As far as the scientific reason for the changing color, decades of throwing debris into the pool has caused the temperature of the water to physically cool down.
“Temperature is a huge factor,” said Mike Poland, scientist-in-charge of the Yellowstone Volcano Observatory. “Hotter pools tend to be a brilliant blue, and cooler pools can be more colorful since bacteria can grow there. At Morning Glory, the temperature cooled because people throwing objects in caused the conduit to become partially blocked, and the temperature went down, allowing different types of bacteria to grow.”
Up until the early ’90s, crews used to actually clean out the thermal pools of Yellowstone, however the process was laborious both in order to assure the safety of the park employees and ensure that the delicate balance of the thermal pools didn’t experience further damage.
Former Yellowstone ranger Jeff Henry, who has worked in the park for nearly 50 years, was part of the last team to clean out Morning Glory Pool in 1991. Though, he said it won’t happen again.
“We used a couple of fire trucks to pump down the pool’s water level and shoot it into the Firehole River,” Henry recalled. “A guy was hooked up to a climbing harness so that he wouldn’t fall into the pool, and he was out there with a long-handled net, fishing things out of the water far down into the crater of the pool.”
“We found tons, probably thousands of coins,” he continued. “The main park road used to go right by Morning Glory, so that would account for some of the metal parts that looked like car parts chucked into the bottom of the pool. There were a lot of rocks that didn’t belong there, and I think we found some hats that probably had blown off people’s heads and landed in the pool. And they, wisely, didn’t try to retrieve them.”
But aside from the inherent dangers of cleaning the thermal pools, Henry said another reason why they no longer undergo the process is because park visitors are generally more responsible these days. And given that Yellowstone has naturally adapted to artificial change, officials now strive to preserve the park as it currently is.

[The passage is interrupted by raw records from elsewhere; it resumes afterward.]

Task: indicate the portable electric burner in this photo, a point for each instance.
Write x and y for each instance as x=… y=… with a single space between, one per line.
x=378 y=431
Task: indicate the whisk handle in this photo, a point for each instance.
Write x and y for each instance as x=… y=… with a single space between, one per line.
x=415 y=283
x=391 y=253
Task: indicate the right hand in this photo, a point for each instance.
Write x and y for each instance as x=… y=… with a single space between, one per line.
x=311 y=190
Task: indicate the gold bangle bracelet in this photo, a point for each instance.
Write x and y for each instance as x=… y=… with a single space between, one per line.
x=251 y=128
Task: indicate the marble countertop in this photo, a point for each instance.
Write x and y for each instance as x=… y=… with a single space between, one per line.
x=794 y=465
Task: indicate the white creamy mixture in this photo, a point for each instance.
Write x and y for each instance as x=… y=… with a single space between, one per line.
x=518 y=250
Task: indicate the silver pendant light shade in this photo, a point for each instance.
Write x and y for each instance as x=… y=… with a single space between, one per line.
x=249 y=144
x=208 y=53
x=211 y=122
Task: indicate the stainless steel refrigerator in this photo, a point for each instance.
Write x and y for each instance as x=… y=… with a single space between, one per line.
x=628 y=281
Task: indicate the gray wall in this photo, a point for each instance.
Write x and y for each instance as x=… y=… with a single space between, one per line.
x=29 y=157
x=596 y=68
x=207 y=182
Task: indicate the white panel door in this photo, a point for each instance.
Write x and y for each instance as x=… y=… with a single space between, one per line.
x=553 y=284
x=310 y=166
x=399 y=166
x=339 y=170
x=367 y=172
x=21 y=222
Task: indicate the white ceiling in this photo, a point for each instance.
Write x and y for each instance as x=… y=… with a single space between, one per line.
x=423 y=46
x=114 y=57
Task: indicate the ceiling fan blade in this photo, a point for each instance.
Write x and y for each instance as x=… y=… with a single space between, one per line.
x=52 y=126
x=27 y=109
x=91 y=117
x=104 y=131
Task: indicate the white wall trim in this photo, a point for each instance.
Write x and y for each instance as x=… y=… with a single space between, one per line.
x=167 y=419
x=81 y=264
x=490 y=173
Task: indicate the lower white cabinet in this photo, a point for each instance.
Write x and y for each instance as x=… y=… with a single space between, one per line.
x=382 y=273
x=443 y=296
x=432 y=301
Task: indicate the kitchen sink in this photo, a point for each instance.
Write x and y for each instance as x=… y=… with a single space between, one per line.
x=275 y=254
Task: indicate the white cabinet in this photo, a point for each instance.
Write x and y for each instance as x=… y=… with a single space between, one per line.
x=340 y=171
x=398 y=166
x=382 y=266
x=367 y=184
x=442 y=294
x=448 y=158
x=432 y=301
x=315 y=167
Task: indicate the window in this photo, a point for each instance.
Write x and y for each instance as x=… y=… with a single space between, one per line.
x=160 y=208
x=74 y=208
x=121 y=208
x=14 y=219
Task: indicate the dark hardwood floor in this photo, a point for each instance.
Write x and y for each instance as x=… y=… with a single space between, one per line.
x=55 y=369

“I don’t see anywhere near as many coins in pools as I used to back in my early days in the park,” Henry explained. “The bottoms of the more accessible springs used to be paved with coins, but now it’s pretty rare to see anything thrown into the pools.”
“I remember finding an old tire while cleaning Old Faithful one time,” he added. “Cleaning pools was done on a regular basis. It was like harvesting a crop. But values change, and they don’t clean the pools anymore, at least with the frequency and at the scale that we did.”